Ward was treated for hyperthermia and multi-organ failure at the DeKalb Medical Center on May 21 through the following afternoon, according to medical records. His admitting temperature was 107.1 degrees. At 1:46 p.m. on May 22, Ward succumbed to his injuries when his heart stopped.
The DeKalb County Medical Examiner said Ward died of a heart condition: probable ischemic heart disease due to complications of multifocal myocardial fibrosis, a type of scaring of the heart. They said the manner of death was a natural one.
DeKalb sheriffs also did not investigate Ward’s death, despite policies that require investigations in cases involving allegations of misconduct.
The DeKalb Sheriff’s Office did not provide Channel 2 with any witness statements or investigative record. Thomas Brown was the sheriff when Ward was a recruit, but newly elected DeKalb Sheriff Jeffery Mann was second in command at the time. Sheriff Mann declined to answer questions about George Ward’s death, but released a statement:
“We continue to grieve the tragic loss last year of Recruit George Ward, and our sympathies are with his family.
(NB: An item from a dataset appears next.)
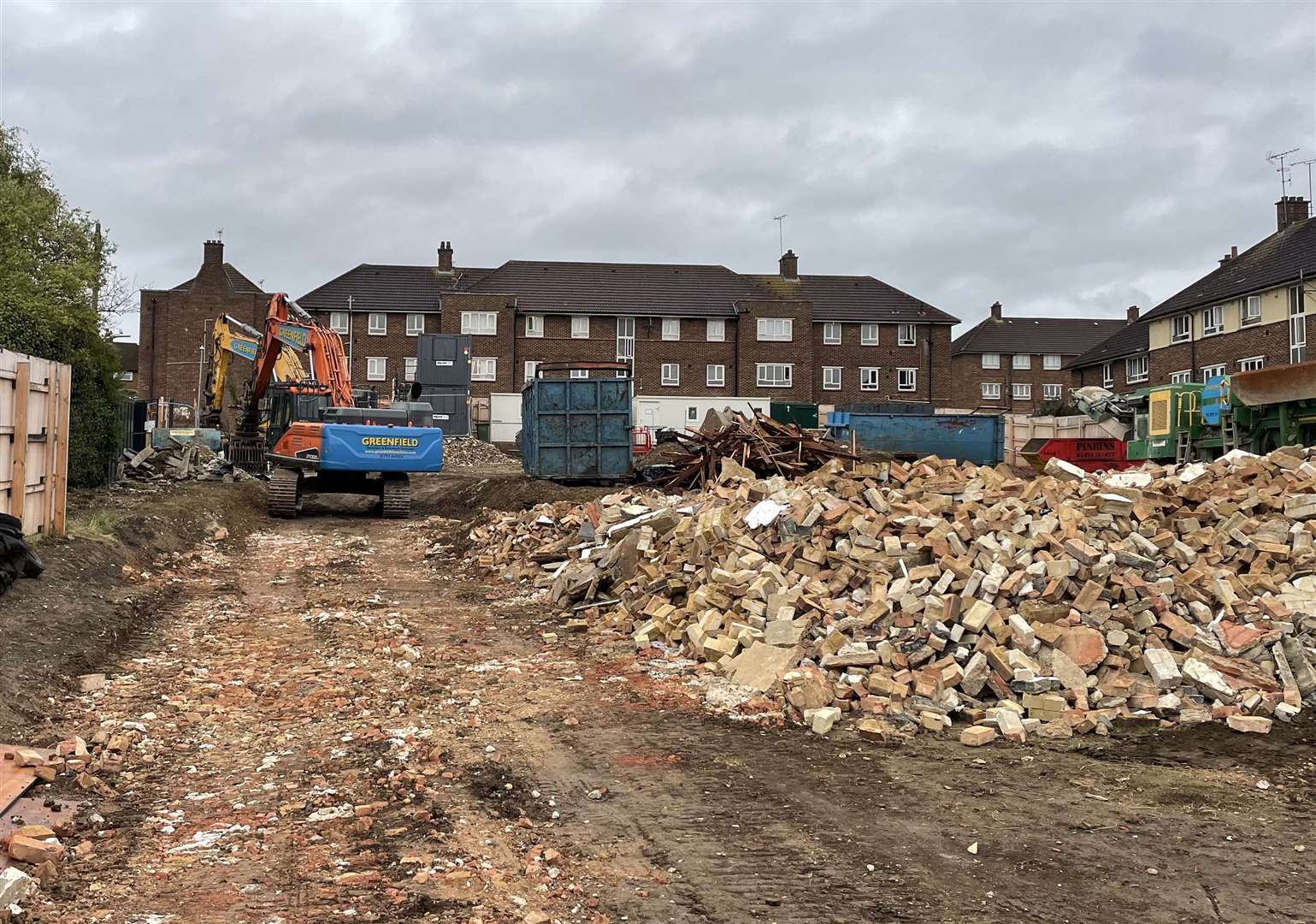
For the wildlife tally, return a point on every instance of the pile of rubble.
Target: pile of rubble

However, we can see no constructive purpose in re-opening the wounds by participating in a discussion of this unfortunate incident in the news media.”
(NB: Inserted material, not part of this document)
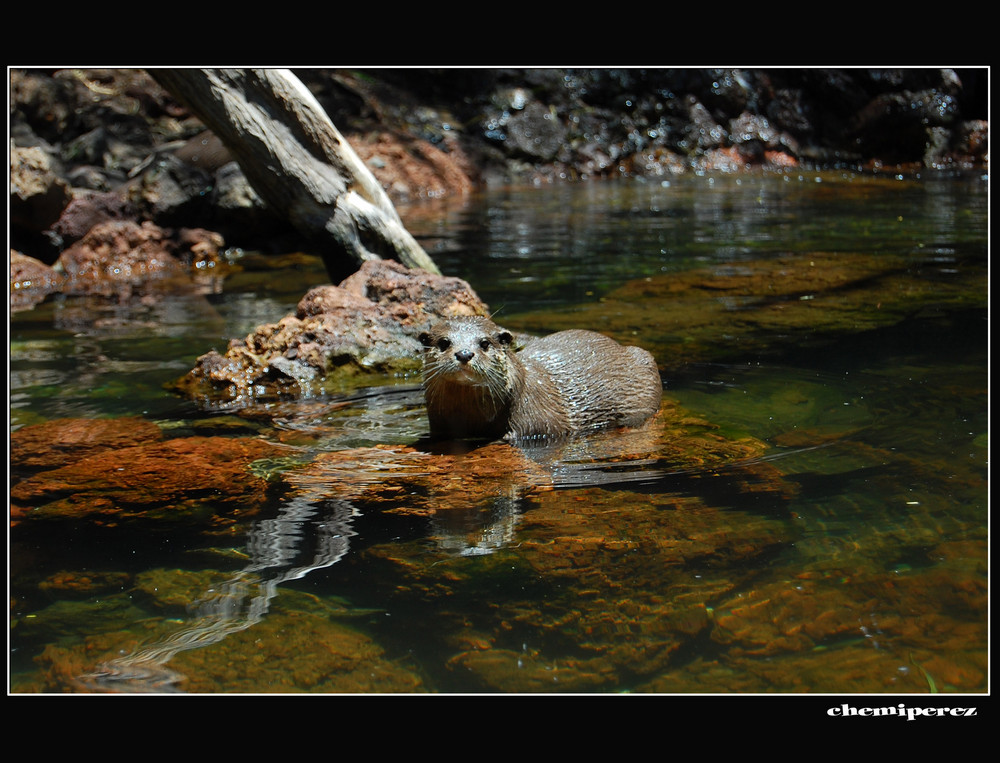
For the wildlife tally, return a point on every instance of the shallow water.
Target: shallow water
(808, 514)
But when asked, CEO May said, “The sheriff’s office has to continue to address this, I don’t think this is over.”
Fredericks said sheriff’s officials also refused to answer her questions about Wards death.
“I’m heartbroken that the same system that my son wanted to work for and give it his all has turned its back on him and his family,” Fredericks said.
Conflicting autopsy interpretations
With the permission of Ward’s family, Channel 2 gave Ward’s autopsy report and medical records to veteran forensic pathologist Dr. Cyril Wecht, who has more than 40 years of experience.
“Upon entry to the hospital they diagnosed this as a multi-organ system failure was made. That’s rather classical when you have someone who develops this kind of heat stroke, this total exhaustion,” Wecht said of the emergency room records that document Ward’s last moments. “That means the lungs, the liver, the kidneys, everything fails.”
When Wecht studied the DeKalb Medical Examiner’s autopsy report he expressed a number of concerns. He said he agreed with their findings of scaring on Ward’s heart, but he found no other symptoms of ischemic heart disease — the listed cause of Ward’s death.
“The autopsy report, interestingly while attributing the death to ischemic heart disease, which means lack of oxygenation, does not find any evidence of hardening of the arteries, atherosclerosis, nor does it find an enlarged heart,” Wecht said. “This was not a classical case of a heart attack in any respect.”
Ward’s mother said Ward received physicals every year, and never showed symptoms of a heart condition.
Ward also passed a mandatory state physical exam before he began training.
Chief Medical Examiner for DeKalb County Gerald Gowitt said he stood behind his department’s findings.
“People can look at this and have different opinions,” Gowitt told Channel 2. “There are always controversial deaths …that nobody agrees on.”
Gowitt said the scarring found in the autopsy was evidence of a heart condition. Gowitt said Ward’s admitting temperature of 107.1 degrees was “anomalous.” He also noted some of the physical activity Ward participated in that morning — a far shorter list than what appeared in the video obtained by Channel 2.
After reviewing the video, however, medical examiners reanalyzed Ward’s death. They provided a statement explaining their new findings, including that they were previously unaware of the extent of his physical activities and that the video illustrates Ward was struggling. The report also stated there was no evidence of what happened in the hour between Ward needing assistance getting on the bus and when he received medical attention.
They changed Ward’s cause of death to “myocardial fibrosis aggravated by physical exertion” with “hyperthermia of unclear etiology” listed as another significant condition.
“It doesn’t give me any closure. It definitely can’t bring back my son,” Fredericks said. “What responsibility are they going to take for killing him, because that’s what they did — they killed him.”